Yeah used the Apex engine, probably that's what they are used to using. Or ID Tech is not suited to open worlds perhaps?
id Tech 5/6 sure wasn't (mostly because of Megatexture would saturate the bandwitdth available for streaming other things, but also map size limitations). id Tech 7 is quite a bit more suitable as they got rid of megatexture improved map size and improved streaming a lot.
It's certainly not the best engine in the market for it mind you, but software necessities can drive engine development to find solutions, so idtech would improve on that front if it had to.

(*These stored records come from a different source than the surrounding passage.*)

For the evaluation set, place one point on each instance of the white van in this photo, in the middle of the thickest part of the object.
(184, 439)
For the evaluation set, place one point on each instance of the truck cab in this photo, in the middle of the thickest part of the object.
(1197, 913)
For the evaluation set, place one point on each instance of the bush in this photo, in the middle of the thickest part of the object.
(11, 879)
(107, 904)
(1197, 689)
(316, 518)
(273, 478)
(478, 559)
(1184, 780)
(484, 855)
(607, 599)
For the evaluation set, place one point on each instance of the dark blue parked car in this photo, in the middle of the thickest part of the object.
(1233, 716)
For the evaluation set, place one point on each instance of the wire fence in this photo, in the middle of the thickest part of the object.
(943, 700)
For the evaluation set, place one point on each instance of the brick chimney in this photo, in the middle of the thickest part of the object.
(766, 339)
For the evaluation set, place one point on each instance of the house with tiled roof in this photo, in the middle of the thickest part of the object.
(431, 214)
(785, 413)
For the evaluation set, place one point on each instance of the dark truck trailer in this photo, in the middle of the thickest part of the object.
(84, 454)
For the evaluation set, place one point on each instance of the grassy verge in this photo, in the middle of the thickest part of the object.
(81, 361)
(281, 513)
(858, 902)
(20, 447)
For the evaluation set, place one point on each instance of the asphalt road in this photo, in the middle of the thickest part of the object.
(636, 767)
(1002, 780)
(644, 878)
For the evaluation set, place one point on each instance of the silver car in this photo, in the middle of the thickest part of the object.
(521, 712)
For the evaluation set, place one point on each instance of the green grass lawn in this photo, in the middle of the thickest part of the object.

Speaking of software necessities enforcing changes on an engine, I have no doubt bruteforcing Fallout 76 through their current engine, as crazy and narrowminded as it was judging from the state the engine was - certainly made the engine internally very different and more up to date than the previous FO4 revision (specially in the years of fixes post release). That doesn't mean all it's quirks and convolutions are gone though specially seeing what happened was a form of survival mode, not something like a proper engine development process with a proper roadmap.

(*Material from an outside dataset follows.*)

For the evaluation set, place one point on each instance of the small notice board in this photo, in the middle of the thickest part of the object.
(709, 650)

There's no excuse for the graphics pipeline not to be up to par if revamped enough (IW call of duty engine roots are Quake 3/idtech 3 for instance), just like they would surely be able to pull their "tons of movable objects" elsewhere with more total resources available/better multicore support than their own offering. Saying otherwise is acting like their engine is very efficient which it isn't, the thing it is is specialized, and there's difference.
Still familiarity lowers dev costs at least initially/theoretically, as it's easier to prototype and get the ball rolling; this is the reason Valve did HL:Alyx on the aging Source Engine just last year, and there's plenty other examples.

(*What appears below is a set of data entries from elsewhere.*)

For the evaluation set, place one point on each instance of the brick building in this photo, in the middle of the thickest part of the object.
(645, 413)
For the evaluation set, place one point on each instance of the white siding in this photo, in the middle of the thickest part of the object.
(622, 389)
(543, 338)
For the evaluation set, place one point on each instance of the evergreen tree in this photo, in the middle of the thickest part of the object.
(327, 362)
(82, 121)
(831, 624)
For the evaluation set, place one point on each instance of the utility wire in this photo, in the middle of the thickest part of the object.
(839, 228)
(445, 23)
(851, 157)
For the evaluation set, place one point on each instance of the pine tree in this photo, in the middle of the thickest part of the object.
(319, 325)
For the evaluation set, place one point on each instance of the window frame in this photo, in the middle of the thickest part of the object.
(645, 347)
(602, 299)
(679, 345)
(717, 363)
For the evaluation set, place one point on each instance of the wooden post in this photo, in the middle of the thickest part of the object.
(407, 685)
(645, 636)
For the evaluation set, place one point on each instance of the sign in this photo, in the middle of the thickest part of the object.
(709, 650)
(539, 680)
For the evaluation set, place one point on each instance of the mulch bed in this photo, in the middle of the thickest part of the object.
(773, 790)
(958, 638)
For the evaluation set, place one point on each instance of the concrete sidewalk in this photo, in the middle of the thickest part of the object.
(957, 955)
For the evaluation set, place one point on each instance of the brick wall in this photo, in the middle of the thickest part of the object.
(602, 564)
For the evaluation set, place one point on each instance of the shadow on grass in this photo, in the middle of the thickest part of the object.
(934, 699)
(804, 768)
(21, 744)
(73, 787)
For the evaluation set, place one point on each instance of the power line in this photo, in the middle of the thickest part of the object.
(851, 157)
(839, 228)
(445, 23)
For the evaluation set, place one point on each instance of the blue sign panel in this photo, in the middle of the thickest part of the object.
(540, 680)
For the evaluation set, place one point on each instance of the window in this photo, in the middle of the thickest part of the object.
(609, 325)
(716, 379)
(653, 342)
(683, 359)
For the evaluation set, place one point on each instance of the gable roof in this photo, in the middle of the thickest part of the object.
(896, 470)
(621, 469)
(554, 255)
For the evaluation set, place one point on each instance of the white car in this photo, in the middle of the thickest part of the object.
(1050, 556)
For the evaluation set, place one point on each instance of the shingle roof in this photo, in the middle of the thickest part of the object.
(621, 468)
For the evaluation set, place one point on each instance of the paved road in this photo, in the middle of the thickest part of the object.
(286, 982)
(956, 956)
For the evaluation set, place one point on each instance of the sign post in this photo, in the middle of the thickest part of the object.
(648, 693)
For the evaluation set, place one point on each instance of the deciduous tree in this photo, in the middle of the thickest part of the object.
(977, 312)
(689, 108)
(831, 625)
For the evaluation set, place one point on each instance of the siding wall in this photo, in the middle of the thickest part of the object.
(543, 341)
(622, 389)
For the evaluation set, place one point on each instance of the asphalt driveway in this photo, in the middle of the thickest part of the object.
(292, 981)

Main reason they don't want to move from their engine is down to their ancient non-efficient
Papyrus scripting language.
And yeah, as some pointed out Red Engine has similar behaviour is a lot of things yes. Graphics pipeline is way more polished but the way some things behave makes it very obvious that the reliance on scripts is similar. And I pity the devs who have to use it for it, gives you more "liberty" to implement whatever you want without requiring specific engine development to pull, yes, but also makes everything manual/case-by-case scenarios. Things become very complex (and inefficient) that way.